Osteoporosis is a chronic skeletal disease characterized by low bone mass and deterioration of bone microarchitecture, leading to increased bone fragility and fracture risk. It arises when bone resorption by osteoclasts outpaces bone formation by osteoblasts, a process strongly influenced by aging, hormonal changes and lifestyle.

Estrogen deficiency after menopause is a major driver in women, accelerating bone loss, particularly in trabecular bone such as vertebrae. In men, age related declines in sex hormones and secondary causes, including hypogonadism, glucocorticoid therapy, alcoholism, smoking, low body weight and chronic inflammatory diseases, play important roles. Vitamin D deficiency and inadequate calcium intake impair bone mineralization and stimulate secondary hyperparathyroidism, which further increases bone resorption.

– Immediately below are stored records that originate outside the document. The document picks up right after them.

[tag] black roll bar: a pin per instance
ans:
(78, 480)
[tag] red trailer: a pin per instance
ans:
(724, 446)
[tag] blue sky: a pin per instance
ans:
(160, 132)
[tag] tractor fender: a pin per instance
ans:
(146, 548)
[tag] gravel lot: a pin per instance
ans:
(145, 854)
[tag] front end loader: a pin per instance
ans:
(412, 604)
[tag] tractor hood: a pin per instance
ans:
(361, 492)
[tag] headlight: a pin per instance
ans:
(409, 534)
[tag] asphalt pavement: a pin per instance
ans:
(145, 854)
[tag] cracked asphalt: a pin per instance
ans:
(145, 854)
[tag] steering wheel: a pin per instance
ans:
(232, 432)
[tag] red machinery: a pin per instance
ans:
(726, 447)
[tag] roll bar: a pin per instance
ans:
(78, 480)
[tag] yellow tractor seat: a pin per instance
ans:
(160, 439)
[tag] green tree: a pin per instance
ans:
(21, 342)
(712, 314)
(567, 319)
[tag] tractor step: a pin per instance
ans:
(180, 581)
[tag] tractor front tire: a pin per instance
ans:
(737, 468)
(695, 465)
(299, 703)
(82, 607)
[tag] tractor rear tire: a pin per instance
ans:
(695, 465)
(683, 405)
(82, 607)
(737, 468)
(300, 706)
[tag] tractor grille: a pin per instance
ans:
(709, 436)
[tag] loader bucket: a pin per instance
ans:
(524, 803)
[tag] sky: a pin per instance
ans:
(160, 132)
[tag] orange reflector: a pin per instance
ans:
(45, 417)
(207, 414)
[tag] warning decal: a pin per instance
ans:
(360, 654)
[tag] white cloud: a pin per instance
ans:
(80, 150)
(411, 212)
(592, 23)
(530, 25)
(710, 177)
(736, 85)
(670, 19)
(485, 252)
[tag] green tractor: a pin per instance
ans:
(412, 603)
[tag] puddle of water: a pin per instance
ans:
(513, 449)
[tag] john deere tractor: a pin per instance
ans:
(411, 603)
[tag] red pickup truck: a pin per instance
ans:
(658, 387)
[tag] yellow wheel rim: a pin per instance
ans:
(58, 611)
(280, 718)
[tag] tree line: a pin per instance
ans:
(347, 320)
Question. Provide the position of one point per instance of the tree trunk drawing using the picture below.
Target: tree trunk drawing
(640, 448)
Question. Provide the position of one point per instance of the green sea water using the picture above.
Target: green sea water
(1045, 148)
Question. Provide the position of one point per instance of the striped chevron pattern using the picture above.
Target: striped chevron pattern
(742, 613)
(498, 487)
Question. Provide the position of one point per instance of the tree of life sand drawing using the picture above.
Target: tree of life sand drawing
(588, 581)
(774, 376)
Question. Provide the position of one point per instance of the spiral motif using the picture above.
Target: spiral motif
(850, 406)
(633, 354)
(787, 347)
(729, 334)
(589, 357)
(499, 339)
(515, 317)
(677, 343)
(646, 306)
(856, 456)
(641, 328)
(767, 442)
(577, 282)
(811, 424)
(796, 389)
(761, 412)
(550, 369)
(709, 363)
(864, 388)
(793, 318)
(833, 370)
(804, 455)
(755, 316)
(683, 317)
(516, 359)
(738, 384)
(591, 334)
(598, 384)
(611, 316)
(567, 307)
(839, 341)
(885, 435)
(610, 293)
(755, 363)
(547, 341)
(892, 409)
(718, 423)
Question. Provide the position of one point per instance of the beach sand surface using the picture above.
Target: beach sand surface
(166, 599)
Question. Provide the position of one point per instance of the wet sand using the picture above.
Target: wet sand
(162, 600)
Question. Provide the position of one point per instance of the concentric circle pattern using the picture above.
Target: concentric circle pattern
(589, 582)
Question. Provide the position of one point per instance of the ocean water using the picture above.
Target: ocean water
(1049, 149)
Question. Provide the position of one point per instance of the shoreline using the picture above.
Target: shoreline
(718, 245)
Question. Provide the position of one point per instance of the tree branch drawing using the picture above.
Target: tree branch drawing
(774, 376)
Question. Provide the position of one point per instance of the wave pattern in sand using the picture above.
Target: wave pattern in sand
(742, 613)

Diagnosis relies mainly on dual energy X ray absorptiometry to measure bone mineral density at the hip and spine. A T score of −2.5 or less defines osteoporosis, while values between −1.0 and −2.5 indicate osteopenia. Clinical risk factors, prior fractures and fracture risk calculators help guide decisions about treatment.

Preventive and therapeutic strategies combine lifestyle and pharmacologic measures. Weight bearing and resistance exercise, avoidance of tobacco and excessive alcohol, and adequate calcium and vitamin D intake support bone health. Pharmacologic options include antiresorptive drugs such as bisphosphonates and denosumab, and anabolic agents that stimulate bone formation, such as teriparatide, abaloparatide and newer sclerostin inhibitors. These therapies reduce vertebral and nonvertebral fractures in high risk individuals.

Research continues to explore the molecular regulation of bone remodeling, the role of inflammation and the gut microbiome, and strategies for earlier identification and personalized fracture prevention.